I keep seeing organizations that try to use their data warehouse platforms as data hubs. While on the surface this might seem like a good idea, it really might not be depending on your utilization of each. The data warehouse serves primarily as a business intelligence and analytics tool. If implemented correctly, it contains vast amounts of data from many disparate HR sources and therefore, it’s a good assumption that perhaps this might be used as the integration engine for HR as well. After all, HR usually has way too many interfaces sitting around requiring constant maintenance. If you could perform all integration out of a single platform rather than maintaining one of those octopus-like diagrams, all the better.
The truth of the matter is that data warehouses are inherently bad at being data hubs. An essential part of the data warehouse is the ETL engine. ETL stands for Extract, Translate, Load, and it’s the translate part that gives us problems. When the translations occur, what is actually happening (simplistically) is the data goes through a transformation so that when you report in the end stat of a data warehouse the data definitions are the same. The transformation is really an alteration of the data so that analytics are made simpler and possible at the same time. However, transformed data does not really work well for integration.
Let’s take salary grades as an example. When you do a global analysis of salaries, you would probably load in global employee salaries, currency conversion rates, and then perform a calculation to convert the data into the home currency. The report then might look at the distribution of salaries across several bands. These bands however, have been transformed into global bands as opposed to using the home country’s salary grades. In many cases, the original salary grades may not have gotten into the data warehouse intact. (just an example I thought of off the top of my head).
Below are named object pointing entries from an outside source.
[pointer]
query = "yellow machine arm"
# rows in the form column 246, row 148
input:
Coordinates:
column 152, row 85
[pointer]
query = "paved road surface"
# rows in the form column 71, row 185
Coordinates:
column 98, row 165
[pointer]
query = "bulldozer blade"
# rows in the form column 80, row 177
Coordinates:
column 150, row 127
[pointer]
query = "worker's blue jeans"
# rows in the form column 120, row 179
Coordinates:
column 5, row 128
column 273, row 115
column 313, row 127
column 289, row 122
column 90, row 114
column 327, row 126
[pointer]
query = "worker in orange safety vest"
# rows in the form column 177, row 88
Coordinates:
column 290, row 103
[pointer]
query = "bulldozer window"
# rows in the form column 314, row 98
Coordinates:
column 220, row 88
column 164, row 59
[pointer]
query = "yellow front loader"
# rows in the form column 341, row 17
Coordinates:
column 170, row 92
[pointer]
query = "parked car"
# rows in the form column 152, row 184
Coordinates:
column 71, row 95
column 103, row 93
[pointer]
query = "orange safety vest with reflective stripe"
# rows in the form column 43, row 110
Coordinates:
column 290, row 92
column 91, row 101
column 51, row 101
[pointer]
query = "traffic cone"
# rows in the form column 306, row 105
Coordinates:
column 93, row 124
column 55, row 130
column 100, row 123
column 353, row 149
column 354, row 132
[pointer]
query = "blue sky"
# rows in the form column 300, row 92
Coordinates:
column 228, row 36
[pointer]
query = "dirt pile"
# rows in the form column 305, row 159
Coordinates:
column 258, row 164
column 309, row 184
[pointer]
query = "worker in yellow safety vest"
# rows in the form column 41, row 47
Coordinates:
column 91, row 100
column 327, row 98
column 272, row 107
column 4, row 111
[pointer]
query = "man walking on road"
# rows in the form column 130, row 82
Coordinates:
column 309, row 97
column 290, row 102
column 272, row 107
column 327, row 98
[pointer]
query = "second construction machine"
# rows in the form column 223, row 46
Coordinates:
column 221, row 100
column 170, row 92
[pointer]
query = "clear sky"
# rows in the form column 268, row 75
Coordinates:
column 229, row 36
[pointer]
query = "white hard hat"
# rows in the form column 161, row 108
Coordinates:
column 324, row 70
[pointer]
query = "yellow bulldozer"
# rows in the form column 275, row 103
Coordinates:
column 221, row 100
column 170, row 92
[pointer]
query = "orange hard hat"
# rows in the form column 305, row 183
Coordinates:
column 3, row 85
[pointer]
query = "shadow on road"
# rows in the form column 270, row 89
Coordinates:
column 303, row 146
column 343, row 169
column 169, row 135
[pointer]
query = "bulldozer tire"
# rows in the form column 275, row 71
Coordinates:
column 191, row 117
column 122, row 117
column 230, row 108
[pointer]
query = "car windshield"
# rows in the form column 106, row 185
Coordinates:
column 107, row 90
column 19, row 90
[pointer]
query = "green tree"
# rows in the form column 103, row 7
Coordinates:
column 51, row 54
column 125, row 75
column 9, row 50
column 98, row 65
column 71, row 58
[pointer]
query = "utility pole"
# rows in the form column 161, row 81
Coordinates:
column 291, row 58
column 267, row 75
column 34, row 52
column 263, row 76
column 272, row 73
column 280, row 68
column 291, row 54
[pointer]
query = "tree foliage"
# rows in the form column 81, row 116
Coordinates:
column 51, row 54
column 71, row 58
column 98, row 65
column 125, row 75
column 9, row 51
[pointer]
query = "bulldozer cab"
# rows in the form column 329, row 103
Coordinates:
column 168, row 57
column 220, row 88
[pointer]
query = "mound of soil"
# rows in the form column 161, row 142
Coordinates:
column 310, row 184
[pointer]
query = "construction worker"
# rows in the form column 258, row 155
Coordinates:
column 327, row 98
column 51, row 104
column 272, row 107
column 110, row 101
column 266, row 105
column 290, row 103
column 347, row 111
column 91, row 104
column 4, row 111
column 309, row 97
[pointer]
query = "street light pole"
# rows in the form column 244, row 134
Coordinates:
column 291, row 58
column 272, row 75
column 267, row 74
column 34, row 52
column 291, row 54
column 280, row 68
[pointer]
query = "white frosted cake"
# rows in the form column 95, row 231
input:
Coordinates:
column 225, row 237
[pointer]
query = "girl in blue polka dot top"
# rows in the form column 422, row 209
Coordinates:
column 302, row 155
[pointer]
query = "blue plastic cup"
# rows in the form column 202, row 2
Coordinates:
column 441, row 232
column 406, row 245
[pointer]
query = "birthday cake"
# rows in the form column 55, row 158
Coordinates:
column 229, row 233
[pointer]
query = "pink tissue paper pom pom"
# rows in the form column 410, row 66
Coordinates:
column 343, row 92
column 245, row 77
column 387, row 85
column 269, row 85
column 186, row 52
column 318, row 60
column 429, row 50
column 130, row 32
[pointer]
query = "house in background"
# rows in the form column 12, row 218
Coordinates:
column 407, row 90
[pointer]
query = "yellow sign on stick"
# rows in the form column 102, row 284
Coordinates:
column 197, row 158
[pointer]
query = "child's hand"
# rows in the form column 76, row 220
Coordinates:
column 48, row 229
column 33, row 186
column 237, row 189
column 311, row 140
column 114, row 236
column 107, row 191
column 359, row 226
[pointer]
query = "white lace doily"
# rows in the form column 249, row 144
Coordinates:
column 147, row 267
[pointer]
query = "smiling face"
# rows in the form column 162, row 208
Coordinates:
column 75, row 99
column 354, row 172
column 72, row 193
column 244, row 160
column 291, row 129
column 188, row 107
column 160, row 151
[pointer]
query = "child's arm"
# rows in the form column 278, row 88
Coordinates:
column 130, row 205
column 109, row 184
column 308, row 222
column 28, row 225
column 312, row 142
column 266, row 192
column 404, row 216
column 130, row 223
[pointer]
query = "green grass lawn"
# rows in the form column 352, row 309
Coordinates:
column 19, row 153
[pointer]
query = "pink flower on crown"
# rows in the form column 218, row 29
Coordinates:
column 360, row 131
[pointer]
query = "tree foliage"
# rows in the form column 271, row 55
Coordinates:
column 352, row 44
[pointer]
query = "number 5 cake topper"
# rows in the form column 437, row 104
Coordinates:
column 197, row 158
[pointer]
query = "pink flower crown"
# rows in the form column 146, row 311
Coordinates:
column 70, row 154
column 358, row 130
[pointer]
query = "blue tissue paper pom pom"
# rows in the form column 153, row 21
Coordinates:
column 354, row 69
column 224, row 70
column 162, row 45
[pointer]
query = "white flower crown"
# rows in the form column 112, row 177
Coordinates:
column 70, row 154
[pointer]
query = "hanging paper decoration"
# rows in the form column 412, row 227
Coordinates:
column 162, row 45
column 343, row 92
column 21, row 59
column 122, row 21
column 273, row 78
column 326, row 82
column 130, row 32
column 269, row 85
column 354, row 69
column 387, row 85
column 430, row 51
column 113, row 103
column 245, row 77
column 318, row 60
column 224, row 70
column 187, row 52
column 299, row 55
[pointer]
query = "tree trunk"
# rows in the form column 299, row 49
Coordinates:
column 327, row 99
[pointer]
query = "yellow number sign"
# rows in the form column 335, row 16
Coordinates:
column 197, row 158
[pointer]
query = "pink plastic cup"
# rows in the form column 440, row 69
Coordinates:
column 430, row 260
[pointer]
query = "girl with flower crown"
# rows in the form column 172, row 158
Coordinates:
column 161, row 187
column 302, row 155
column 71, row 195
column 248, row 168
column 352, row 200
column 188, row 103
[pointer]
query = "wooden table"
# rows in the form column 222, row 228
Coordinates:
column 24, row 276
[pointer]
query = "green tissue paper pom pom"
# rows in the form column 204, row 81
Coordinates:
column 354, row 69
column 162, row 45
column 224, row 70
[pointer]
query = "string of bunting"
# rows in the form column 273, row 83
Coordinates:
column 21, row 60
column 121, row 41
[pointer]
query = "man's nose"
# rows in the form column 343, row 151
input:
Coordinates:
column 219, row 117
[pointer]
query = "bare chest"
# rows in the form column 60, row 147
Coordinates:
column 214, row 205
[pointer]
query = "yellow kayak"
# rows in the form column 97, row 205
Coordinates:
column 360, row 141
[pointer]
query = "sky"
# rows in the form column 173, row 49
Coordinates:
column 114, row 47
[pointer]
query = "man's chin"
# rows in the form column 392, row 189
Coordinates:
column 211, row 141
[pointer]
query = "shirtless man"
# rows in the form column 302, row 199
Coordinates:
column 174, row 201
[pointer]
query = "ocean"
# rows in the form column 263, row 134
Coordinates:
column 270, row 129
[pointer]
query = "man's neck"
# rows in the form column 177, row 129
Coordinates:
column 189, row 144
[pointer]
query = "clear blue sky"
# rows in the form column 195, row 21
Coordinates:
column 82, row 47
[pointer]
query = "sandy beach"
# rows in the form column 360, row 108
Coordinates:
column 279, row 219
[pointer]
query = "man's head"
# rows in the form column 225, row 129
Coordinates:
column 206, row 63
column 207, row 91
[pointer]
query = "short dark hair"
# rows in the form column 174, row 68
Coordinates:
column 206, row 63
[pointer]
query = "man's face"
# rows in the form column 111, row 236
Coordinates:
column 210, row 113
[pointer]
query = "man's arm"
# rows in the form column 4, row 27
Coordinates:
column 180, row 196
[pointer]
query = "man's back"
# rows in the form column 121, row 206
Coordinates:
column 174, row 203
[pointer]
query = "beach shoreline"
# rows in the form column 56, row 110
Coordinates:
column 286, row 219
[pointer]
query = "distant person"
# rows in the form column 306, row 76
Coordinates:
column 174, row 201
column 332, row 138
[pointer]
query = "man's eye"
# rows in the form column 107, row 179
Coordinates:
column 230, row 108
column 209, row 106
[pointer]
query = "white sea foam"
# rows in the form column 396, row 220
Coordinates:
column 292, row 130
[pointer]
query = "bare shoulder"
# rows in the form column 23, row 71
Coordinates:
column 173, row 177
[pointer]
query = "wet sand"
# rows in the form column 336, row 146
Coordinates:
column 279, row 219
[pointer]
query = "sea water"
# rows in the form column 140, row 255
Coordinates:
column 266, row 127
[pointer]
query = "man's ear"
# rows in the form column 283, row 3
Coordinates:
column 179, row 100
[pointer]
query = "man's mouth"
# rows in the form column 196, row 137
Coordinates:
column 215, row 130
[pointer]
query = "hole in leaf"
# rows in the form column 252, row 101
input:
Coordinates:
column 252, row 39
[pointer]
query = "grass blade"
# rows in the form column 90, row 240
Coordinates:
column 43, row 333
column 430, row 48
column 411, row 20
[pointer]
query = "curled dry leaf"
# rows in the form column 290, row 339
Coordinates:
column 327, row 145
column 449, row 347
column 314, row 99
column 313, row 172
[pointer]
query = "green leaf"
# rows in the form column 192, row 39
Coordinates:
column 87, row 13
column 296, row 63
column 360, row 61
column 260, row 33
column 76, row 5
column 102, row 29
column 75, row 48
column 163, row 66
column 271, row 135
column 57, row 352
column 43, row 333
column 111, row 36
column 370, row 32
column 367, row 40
I would suggest that to be a true data hub, you would want to have the original data from the original system. Let’s say that you need global employee data from many sources to load into a single global succession system. Not only will you be taking employee indicative data, but you’ll want performance scores, education, goals, etc… Once again, the problem with a data warehouse here is that performance scores in each country may utilize different rating scales, etc. The normalized data out of a data warehouse may not be suitable for the succession application depending on the decisions you make when you implement.
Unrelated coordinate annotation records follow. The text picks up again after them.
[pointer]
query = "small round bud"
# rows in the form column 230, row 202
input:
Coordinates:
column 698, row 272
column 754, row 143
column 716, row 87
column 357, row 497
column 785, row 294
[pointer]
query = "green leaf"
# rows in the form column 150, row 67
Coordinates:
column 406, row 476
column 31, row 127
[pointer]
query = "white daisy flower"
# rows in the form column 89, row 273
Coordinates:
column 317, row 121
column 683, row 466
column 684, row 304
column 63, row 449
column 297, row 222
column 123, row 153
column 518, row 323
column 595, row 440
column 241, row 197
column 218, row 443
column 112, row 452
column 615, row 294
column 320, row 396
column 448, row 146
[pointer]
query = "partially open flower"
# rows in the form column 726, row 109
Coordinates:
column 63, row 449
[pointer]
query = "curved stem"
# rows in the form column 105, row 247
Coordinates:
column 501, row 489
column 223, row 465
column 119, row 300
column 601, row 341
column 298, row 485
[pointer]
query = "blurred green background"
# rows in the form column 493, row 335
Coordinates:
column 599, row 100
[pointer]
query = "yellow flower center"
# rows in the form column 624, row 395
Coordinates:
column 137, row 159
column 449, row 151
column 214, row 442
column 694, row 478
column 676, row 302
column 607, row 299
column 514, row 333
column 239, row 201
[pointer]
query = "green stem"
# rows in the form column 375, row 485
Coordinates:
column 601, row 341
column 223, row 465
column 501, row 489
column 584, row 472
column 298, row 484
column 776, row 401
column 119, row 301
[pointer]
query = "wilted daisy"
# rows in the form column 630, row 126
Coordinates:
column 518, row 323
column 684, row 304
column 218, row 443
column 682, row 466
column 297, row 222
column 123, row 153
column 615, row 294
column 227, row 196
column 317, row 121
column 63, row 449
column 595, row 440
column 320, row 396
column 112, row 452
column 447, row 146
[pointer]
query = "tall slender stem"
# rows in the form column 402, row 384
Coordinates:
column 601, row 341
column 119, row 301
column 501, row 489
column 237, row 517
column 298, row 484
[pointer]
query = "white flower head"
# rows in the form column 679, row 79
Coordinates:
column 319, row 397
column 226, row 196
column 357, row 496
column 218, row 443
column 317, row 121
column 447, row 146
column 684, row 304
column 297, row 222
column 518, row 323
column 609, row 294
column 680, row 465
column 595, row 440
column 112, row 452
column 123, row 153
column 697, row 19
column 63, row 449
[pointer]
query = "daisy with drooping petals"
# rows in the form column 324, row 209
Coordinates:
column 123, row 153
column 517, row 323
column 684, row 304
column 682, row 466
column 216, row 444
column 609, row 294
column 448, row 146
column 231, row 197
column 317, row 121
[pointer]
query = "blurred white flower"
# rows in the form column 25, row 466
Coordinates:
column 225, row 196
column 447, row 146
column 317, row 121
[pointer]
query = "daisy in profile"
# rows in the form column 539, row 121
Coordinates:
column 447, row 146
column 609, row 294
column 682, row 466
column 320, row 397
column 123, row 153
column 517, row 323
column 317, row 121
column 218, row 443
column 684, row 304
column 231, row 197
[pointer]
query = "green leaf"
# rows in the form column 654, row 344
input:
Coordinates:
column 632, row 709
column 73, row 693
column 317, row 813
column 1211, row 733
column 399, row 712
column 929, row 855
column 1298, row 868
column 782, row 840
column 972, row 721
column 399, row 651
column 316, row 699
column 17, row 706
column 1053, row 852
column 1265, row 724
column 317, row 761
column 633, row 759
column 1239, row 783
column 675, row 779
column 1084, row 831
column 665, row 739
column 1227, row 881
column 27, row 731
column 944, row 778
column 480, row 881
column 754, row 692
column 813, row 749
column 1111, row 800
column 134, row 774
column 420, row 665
The alternative is to use what is usually called the ODS, or the Operational Data Store. The ODS often exists within the DW application, but is a loading area (after the E in ETL, but before the TL). The ODS is not ideal because it’s really just a storage tank before translation, but does hold untransformed data from all the systems. While not intended as an interface engine, its tables could be used for it (I suppose), but the actual transformed data tables are simply not appropriate for use as an interface engine in my opinion.